The formulation for earned income incentivizes work, gently pulling the support away from the disabled person as their earning power increases.

But, it is fraught with cumbersome requirements that disabled SSI recipients report their earnings to Social Security monthly – which creates headaches for SSI recipients, and for the Social Security workers who must recalculate benefits monthly based on the fluctuating monthly earnings of SSI recipients who are attempting to work.  Many believe that Social Security is automatically notified of workers’ earnings because Social Security payroll taxes are being withheld, but that is not true.

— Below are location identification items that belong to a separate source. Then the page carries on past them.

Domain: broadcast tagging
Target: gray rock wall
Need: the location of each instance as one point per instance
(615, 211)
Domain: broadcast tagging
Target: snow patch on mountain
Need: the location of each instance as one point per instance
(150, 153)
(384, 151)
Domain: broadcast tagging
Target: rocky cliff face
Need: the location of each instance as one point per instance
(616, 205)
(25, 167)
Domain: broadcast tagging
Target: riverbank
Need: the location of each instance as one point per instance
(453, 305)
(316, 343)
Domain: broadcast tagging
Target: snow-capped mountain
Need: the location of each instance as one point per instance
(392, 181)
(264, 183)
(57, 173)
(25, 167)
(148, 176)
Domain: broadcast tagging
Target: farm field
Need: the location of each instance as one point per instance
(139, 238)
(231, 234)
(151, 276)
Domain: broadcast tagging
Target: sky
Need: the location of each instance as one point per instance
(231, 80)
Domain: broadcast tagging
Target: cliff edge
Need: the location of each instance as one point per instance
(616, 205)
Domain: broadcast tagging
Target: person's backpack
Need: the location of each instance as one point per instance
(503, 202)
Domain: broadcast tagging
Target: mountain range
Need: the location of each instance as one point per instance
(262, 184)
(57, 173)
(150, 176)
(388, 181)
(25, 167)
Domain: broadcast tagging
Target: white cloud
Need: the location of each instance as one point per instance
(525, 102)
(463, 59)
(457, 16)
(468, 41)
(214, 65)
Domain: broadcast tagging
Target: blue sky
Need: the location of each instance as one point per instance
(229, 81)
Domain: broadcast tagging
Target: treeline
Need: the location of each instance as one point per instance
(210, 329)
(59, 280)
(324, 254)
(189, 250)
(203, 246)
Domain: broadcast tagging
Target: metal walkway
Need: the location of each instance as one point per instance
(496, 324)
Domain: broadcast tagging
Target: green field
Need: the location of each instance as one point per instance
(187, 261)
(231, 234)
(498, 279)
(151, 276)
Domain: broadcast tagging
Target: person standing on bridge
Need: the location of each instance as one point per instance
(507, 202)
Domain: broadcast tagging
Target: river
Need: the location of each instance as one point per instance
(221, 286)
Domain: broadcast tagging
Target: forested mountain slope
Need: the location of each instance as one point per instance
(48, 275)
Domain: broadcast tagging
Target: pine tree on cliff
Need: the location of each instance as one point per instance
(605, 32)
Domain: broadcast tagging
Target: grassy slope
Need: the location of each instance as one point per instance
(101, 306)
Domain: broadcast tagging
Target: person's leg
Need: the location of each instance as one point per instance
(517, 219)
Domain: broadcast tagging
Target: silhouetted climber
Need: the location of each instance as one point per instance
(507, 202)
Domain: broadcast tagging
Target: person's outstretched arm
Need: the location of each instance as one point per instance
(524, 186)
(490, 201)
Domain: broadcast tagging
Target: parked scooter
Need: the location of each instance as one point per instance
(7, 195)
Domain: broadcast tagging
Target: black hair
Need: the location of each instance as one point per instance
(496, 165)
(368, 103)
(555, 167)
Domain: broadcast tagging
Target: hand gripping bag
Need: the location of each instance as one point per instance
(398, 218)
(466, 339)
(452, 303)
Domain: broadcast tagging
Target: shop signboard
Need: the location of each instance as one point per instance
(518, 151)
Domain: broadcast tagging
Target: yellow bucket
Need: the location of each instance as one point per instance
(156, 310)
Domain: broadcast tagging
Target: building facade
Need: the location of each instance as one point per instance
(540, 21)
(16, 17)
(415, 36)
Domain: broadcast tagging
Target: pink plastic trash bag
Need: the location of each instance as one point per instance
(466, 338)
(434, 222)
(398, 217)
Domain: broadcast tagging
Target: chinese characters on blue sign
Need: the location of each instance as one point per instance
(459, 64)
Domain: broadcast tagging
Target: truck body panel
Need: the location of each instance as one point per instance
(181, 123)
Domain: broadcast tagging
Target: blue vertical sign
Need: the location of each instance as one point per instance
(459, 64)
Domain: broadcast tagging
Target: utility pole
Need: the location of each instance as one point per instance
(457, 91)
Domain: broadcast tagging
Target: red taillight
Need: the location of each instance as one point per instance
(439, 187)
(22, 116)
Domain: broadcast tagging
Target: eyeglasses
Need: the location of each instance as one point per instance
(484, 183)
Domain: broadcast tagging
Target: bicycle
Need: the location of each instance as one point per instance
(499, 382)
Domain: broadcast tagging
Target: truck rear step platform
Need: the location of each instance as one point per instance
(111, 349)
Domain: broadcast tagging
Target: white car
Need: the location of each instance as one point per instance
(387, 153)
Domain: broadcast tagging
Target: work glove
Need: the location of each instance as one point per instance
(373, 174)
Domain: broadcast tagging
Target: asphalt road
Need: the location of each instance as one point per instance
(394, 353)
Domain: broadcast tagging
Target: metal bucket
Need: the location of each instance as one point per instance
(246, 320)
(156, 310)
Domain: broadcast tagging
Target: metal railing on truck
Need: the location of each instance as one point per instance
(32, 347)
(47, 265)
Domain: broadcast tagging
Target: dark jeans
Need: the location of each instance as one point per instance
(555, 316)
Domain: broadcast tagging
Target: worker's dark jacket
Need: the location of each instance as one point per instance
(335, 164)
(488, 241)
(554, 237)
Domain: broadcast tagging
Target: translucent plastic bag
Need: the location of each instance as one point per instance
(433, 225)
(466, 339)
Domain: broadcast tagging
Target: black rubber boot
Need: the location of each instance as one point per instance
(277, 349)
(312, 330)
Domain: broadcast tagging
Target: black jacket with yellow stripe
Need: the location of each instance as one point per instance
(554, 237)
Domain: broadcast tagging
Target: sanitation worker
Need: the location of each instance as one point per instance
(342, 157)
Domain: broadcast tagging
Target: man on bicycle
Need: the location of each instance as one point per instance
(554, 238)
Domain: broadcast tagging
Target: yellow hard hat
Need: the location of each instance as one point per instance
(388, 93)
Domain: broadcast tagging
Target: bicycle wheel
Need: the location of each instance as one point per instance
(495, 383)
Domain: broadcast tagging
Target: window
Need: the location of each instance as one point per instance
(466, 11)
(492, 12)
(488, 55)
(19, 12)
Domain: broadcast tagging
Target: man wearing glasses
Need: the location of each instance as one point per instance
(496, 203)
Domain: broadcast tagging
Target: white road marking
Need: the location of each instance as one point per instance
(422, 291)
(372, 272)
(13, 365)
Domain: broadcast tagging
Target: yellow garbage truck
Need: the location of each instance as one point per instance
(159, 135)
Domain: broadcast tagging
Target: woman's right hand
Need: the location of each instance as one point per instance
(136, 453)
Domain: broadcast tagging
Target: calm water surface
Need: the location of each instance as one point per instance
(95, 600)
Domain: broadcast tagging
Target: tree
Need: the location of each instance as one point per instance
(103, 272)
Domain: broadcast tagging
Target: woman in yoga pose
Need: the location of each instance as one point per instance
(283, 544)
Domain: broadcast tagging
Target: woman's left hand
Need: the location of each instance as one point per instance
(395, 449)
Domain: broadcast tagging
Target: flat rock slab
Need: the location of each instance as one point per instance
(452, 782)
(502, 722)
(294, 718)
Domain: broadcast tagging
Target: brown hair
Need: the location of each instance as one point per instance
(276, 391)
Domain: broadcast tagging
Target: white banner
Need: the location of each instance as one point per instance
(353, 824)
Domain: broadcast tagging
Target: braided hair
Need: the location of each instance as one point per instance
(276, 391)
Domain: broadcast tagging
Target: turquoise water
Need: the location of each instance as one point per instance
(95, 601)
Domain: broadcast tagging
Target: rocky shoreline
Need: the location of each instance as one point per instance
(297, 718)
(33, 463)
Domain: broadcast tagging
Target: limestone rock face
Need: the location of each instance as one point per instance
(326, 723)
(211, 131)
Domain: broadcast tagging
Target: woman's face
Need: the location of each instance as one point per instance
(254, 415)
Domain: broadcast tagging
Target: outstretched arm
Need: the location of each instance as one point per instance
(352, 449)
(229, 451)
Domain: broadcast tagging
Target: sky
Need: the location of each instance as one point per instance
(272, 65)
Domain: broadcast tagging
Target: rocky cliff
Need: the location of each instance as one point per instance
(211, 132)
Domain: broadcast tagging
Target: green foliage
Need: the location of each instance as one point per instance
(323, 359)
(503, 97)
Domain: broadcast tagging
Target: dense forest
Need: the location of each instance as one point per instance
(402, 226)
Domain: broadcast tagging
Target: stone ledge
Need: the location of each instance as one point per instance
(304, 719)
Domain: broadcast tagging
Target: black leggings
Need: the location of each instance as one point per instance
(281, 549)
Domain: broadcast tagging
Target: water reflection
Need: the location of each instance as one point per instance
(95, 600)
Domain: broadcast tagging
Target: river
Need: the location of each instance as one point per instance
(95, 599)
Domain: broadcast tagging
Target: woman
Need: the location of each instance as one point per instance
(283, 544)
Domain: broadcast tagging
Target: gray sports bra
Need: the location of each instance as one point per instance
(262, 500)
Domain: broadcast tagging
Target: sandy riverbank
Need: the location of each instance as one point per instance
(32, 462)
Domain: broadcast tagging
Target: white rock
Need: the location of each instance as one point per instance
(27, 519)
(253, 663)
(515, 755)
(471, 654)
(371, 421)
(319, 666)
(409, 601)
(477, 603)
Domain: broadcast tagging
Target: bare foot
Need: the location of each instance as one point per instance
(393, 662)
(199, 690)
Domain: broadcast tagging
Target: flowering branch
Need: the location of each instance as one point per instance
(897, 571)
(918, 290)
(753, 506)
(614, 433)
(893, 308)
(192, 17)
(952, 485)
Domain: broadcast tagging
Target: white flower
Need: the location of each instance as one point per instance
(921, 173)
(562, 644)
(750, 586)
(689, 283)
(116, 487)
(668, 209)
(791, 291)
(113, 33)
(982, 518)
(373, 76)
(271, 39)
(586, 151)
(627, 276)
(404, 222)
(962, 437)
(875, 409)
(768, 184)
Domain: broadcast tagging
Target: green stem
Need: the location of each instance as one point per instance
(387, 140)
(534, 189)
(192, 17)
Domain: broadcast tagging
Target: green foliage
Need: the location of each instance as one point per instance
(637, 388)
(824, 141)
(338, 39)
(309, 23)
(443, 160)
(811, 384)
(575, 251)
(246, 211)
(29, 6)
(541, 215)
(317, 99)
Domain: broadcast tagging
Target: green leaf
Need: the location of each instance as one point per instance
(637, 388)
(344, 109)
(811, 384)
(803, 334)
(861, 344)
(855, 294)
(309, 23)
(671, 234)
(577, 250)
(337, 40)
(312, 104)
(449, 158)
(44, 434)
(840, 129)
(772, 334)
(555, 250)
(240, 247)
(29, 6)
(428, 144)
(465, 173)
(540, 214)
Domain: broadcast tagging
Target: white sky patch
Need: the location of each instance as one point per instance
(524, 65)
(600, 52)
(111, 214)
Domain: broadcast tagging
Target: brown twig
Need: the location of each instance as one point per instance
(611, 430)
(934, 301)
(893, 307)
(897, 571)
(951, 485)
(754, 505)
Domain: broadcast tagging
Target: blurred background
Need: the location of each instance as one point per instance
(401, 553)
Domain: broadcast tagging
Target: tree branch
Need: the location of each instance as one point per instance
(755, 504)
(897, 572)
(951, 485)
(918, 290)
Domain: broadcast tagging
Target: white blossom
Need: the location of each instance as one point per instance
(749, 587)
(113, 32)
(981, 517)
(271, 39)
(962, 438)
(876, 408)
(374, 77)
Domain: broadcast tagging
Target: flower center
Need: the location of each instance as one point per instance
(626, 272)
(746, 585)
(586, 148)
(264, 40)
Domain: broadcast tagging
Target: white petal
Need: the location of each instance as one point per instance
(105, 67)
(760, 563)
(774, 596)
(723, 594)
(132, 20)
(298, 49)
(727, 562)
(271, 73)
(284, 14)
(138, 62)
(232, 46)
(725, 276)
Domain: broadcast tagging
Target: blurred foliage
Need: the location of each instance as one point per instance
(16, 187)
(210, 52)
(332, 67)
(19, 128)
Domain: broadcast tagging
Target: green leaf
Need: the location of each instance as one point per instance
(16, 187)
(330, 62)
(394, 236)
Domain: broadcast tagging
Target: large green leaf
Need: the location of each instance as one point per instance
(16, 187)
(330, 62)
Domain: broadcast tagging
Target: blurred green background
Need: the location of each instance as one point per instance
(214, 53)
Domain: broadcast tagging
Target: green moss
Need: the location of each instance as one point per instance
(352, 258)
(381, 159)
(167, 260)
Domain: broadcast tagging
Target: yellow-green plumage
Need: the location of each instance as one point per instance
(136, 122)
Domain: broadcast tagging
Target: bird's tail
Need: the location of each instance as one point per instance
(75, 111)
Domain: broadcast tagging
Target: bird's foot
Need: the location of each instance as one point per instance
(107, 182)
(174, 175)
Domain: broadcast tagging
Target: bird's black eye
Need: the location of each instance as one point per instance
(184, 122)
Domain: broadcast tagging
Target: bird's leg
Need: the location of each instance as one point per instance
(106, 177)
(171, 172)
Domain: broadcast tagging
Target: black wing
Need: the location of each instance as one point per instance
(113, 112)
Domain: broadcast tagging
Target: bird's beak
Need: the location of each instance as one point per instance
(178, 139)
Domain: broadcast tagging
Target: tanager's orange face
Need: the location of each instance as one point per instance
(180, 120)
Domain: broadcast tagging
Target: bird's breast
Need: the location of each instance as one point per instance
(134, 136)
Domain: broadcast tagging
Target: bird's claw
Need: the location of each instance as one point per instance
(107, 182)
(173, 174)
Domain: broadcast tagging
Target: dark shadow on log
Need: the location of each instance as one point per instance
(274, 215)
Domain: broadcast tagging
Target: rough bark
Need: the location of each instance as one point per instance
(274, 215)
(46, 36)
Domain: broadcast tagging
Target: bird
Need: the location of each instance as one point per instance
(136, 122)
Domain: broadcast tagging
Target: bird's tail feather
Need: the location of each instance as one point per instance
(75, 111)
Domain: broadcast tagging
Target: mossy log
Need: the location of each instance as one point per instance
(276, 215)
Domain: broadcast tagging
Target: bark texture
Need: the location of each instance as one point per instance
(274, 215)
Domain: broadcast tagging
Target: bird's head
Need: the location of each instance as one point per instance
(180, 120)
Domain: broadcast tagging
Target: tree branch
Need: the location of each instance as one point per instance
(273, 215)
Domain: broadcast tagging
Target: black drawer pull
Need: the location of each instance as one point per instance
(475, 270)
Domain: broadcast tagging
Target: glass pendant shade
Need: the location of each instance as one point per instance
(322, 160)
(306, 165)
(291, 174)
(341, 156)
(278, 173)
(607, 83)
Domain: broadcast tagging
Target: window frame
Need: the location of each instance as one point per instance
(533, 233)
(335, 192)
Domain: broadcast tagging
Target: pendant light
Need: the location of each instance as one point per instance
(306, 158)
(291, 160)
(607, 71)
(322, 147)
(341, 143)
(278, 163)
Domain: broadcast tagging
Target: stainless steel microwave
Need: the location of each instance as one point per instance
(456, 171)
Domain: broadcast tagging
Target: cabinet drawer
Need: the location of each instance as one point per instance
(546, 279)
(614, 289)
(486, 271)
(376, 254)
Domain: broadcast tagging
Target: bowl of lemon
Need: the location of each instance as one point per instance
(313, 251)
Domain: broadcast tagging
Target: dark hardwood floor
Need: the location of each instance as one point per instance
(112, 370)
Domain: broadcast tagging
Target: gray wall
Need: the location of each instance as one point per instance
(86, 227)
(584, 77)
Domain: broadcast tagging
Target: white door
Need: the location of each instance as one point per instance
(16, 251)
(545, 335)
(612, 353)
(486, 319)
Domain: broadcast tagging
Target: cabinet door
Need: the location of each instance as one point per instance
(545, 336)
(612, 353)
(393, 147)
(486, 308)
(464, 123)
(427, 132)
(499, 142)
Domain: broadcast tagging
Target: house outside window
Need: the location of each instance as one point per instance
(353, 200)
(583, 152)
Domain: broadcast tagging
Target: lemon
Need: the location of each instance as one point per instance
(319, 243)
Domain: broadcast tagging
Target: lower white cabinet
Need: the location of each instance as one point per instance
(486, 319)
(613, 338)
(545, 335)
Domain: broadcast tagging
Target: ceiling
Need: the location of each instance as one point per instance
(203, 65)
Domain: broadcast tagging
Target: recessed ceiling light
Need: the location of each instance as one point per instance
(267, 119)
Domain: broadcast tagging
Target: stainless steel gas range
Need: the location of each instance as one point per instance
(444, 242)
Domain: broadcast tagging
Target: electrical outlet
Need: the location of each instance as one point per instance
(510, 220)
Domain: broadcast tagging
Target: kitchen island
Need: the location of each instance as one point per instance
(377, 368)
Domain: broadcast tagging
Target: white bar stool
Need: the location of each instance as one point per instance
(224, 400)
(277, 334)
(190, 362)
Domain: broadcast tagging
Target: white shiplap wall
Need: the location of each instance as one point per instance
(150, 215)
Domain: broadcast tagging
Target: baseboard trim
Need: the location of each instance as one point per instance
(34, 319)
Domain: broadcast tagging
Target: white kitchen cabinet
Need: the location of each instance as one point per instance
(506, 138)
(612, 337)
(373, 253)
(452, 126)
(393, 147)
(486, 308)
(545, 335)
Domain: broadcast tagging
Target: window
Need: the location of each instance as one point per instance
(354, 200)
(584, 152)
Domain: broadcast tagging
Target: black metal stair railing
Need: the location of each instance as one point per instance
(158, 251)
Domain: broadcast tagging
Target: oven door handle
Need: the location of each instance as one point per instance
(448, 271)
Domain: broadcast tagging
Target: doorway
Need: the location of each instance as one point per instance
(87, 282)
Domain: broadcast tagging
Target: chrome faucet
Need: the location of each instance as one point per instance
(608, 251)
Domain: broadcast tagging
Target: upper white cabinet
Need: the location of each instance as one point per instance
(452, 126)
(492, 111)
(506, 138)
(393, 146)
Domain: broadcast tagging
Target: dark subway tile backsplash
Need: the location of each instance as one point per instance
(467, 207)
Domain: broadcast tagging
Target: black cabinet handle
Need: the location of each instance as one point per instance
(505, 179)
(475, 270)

SSI recipients must also report to Social Security any changes in their living circumstances or marital status because those events could change the amount of the SSI benefit properly to be received.  For example, if an SSI recipient were to marry and the spouse was working, the SSI benefit would be reduced based on the spouse’s income.

Living on even the full SSI benefit amount of $ 710.00 per month is difficult, and many SSI recipients live on reduced amounts.  Furthermore, SSI benefits do not have Medicare health insurance coverage.  So, not only are recipients of SSI surviving on a very thin, fixed income, they do not have health insurance through Social Security.  It is not an easy life.

In my experience, recipients of SSI are grateful for the basic support it provides, but by no means would choose it if they were able to work.  Life on SSI is not an enviable life.  It is an impoverished, difficult life – not in the least enviable.  The idea that people are clamoring for this modest benefit, and willing to commit fraud for its acquisition is not borne out in reality.

2 thoughts on “An Orientation to Social Security Disability Programs – Part II

  1. npm

    I know this isn’t your focus, but poor elderly are also eligible for SSI, even if they are not disabled.

  2. David Camp

    With so much misinformation in the press these days, it is nice to see this accuracy about these vital programs.